Contributions made by check, electronic funds transfer, or credit card are considered cash contributions for tax purposes. Noncash contributions, such as donated property, are reported on a separate line within the same section of Schedule A. After totaling all eligible charitable contributions and other itemized deductions on Schedule A, the total amount is transferred to Form 1040, U.S. Individual Income Tax Return.
Proper record-keeping is necessary to support the amounts reported on Schedule A.
To claim a deduction for tithing or other religious donations, taxpayers must meet substantiation requirements established by the IRS. For any cash contribution, regardless of amount, you must maintain a bank record (such as a canceled check or bank statement) or a written communication from the organization. If a single contribution is $250 or more, you must obtain a written acknowledgment from the religious organization.
This written acknowledgment must include the amount of cash contributed, whether the organization provided any goods or services in return for the contribution, and a description and good faith estimate of the value of any such goods or services. A canceled check alone is not sufficient for contributions of $250 or more. The acknowledgment must be obtained by the date you file your tax return or the due date of your return (including extensions), whichever is earlier.
There are limits on how much of your adjusted gross income (AGI) can be deducted as charitable contributions in a single tax year. For cash contributions to public charities, the deduction is limited to 60% of your AGI. Any contributions exceeding this limit can be carried forward and deducted in future tax years for up to five years.

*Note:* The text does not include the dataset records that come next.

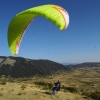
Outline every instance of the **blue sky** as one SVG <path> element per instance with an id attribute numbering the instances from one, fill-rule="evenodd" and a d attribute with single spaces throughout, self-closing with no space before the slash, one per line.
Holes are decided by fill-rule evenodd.
<path id="1" fill-rule="evenodd" d="M 70 23 L 60 31 L 49 20 L 38 16 L 27 28 L 19 54 L 31 59 L 60 63 L 100 61 L 100 0 L 0 0 L 0 56 L 11 56 L 7 30 L 19 12 L 43 4 L 62 6 Z"/>

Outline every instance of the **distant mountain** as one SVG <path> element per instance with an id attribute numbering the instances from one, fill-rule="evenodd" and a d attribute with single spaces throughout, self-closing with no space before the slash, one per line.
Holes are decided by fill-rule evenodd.
<path id="1" fill-rule="evenodd" d="M 50 60 L 0 56 L 0 76 L 30 77 L 34 75 L 51 75 L 53 72 L 61 70 L 69 69 Z"/>

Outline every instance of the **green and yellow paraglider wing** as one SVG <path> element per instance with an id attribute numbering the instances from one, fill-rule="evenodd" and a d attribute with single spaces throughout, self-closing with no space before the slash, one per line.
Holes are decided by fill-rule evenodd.
<path id="1" fill-rule="evenodd" d="M 8 46 L 12 55 L 18 54 L 22 36 L 36 16 L 43 16 L 53 22 L 60 30 L 69 25 L 69 15 L 65 9 L 57 5 L 42 5 L 18 13 L 8 27 Z"/>

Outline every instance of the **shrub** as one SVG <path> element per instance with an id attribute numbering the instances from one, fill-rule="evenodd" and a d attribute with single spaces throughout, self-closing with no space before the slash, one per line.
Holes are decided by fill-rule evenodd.
<path id="1" fill-rule="evenodd" d="M 45 83 L 45 82 L 34 82 L 35 85 L 43 87 L 43 89 L 52 89 L 53 84 L 52 83 Z"/>
<path id="2" fill-rule="evenodd" d="M 76 93 L 77 92 L 77 89 L 75 87 L 65 87 L 65 86 L 62 86 L 61 89 L 64 90 L 64 92 L 71 92 L 71 93 Z"/>

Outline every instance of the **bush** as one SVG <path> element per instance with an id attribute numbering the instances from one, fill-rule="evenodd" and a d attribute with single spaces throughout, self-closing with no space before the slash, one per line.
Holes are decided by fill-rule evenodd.
<path id="1" fill-rule="evenodd" d="M 94 92 L 83 92 L 82 95 L 85 95 L 87 97 L 91 97 L 92 99 L 100 100 L 100 92 L 97 90 Z"/>
<path id="2" fill-rule="evenodd" d="M 6 85 L 6 80 L 2 80 L 0 84 L 1 85 Z"/>
<path id="3" fill-rule="evenodd" d="M 26 86 L 23 84 L 23 85 L 21 86 L 21 89 L 24 90 L 25 88 L 26 88 Z"/>
<path id="4" fill-rule="evenodd" d="M 61 89 L 64 90 L 64 92 L 71 92 L 71 93 L 76 93 L 77 92 L 77 89 L 75 87 L 65 87 L 65 86 L 62 86 Z"/>
<path id="5" fill-rule="evenodd" d="M 34 82 L 35 85 L 41 86 L 43 87 L 43 89 L 52 89 L 53 88 L 53 84 L 52 83 L 45 83 L 45 82 Z"/>

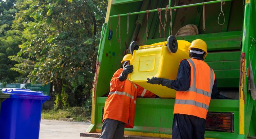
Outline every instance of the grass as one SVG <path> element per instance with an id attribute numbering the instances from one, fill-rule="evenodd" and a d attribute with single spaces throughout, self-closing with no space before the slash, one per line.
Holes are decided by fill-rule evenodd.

A rule applies to “quid pro quo” contributions, where you receive a benefit in return for your donation. If you receive something of value, such as tickets to a religious concert or a dinner, only the amount of your contribution that exceeds the fair market value of the benefit received is deductible. The religious organization is required to provide a written disclosure statement if a payment of more than $75 is made and a portion is deductible.